Carlyn Christian, a 17-year-old student at Mary Institute and St. Louis Country Day School, frequently uses her iPhone at concerts, including at shows for Lady Gaga, Rascal Flatts, Jonas Brothers and Taylor Swift. She favors text-to-screen messages, which are projected on display screens on or near the stage between acts or before the show.
"I like the fact that I've gotten messages up there, and it's easy to get them up on the screen," Christian said.
Stiehr said more than 70,000 text-to-screen messages were sent at Verizon Wireless Amphitheater concerts last summer. Pointfest had the most with more than 15,000 messages.
Also at Verizon Wireless Amphitheater, fans can show their Verizon phones to gain early access to the venue and parking lot.

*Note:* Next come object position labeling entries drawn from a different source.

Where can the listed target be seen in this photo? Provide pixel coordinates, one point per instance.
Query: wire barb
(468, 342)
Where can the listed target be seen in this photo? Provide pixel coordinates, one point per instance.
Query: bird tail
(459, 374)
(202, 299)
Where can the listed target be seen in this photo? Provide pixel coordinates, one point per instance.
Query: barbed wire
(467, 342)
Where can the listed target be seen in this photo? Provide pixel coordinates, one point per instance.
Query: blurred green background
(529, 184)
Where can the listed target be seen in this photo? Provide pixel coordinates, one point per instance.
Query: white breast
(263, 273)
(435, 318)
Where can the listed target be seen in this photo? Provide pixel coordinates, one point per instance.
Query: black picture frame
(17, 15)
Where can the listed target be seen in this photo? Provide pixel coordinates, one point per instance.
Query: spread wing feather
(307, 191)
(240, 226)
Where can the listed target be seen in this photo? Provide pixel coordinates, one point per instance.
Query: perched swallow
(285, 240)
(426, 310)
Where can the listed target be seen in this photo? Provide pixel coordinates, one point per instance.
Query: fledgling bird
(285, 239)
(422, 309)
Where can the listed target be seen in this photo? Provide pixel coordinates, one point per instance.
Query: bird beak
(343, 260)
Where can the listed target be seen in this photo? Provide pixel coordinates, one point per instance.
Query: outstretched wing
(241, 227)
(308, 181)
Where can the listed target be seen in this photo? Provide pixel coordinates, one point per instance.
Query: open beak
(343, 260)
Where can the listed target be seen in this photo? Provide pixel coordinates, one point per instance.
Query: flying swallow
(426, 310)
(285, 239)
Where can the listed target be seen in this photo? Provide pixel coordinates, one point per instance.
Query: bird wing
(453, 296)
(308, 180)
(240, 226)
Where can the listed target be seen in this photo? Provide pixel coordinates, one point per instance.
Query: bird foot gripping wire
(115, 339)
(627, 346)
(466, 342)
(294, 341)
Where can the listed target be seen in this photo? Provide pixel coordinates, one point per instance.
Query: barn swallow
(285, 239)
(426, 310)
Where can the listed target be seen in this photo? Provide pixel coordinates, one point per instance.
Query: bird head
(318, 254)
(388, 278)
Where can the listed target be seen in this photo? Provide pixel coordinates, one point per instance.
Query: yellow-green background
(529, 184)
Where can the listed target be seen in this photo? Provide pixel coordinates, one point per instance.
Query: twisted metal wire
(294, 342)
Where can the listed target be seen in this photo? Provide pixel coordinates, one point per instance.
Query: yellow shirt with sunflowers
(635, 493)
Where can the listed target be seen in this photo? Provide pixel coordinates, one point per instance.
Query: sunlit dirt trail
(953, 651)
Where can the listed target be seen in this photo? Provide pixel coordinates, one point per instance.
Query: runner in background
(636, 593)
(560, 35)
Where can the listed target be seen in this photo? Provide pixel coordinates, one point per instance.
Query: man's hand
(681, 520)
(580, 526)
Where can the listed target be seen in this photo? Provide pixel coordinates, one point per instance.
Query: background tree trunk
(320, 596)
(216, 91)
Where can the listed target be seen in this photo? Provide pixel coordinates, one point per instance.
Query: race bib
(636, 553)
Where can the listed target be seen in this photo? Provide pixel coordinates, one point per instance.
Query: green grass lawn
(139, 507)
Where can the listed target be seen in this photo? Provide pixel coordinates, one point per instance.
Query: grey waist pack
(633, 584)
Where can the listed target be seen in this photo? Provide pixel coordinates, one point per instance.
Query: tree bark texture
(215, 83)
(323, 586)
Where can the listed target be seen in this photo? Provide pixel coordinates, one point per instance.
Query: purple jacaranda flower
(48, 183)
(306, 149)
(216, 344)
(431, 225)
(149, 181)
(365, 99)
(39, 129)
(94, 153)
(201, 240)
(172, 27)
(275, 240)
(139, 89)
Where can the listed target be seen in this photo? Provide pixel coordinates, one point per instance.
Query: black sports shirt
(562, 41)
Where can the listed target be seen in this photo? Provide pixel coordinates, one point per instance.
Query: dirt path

Niecy Davis of WFUN-FM (Foxy 95), who hosted the recent Fresh Fest concert with Salt-N-Pepa at Chaifetz Arena, asked fans to text her on her cell phone for a chance to win backstage passes to the show.
Davis said it was easier than having people fill out slips of paper and dropping their names into a box. "That's not the most practical way to get them to enter a contest," she said. Fans who participated were added to a database, so they could receive concert updates and other content on their phone.
That customer appreciation angle, where fans text for backstage passes or seat upgrades, was something practiced at the How Sweet the Sound gospel competition at Scottrade Center last year. Verizon set up an area where people stood in front of a green screen to create photos that looked as if they were performing with the headlining acts. The video was sent to fans' phones.
Another growing use of phones at concerts isn't a hit in every circle. Fans are increasingly posting live clips on You Tube, and with expanded memory cards, the clips are getting longer.
Thanks to You Tube, we've seen Beyonce tumble down some stairs in concert, Lady Gaga slip and fall and Brad Paisley topple off the stage.
Some record labels have removed fans' clips from You Tube. Warner Music Group famously deleted footage from a Led Zeppelin reunion concert from You Tube in 2007 because the band owned the rights to the show and asked that all clips be taken down.
But even that is changing. "Artists are becoming more and more lax with that," Stiehr said.
Added Litman, "It's OK with us as long as it's OK with the artist." What the industry needs to better realize, he said, is that artists can no longer regulate all the images that stem from a performance. Banning cameras from concerts, which still happens today, was a way to control this, but now "every cell phone is a camera."
Litman's bigger concern is fans videotaping and photographing in ways that disturb concertgoers around them. "I don't want people annoying or abusing people by being photographers rather than being concertgoers."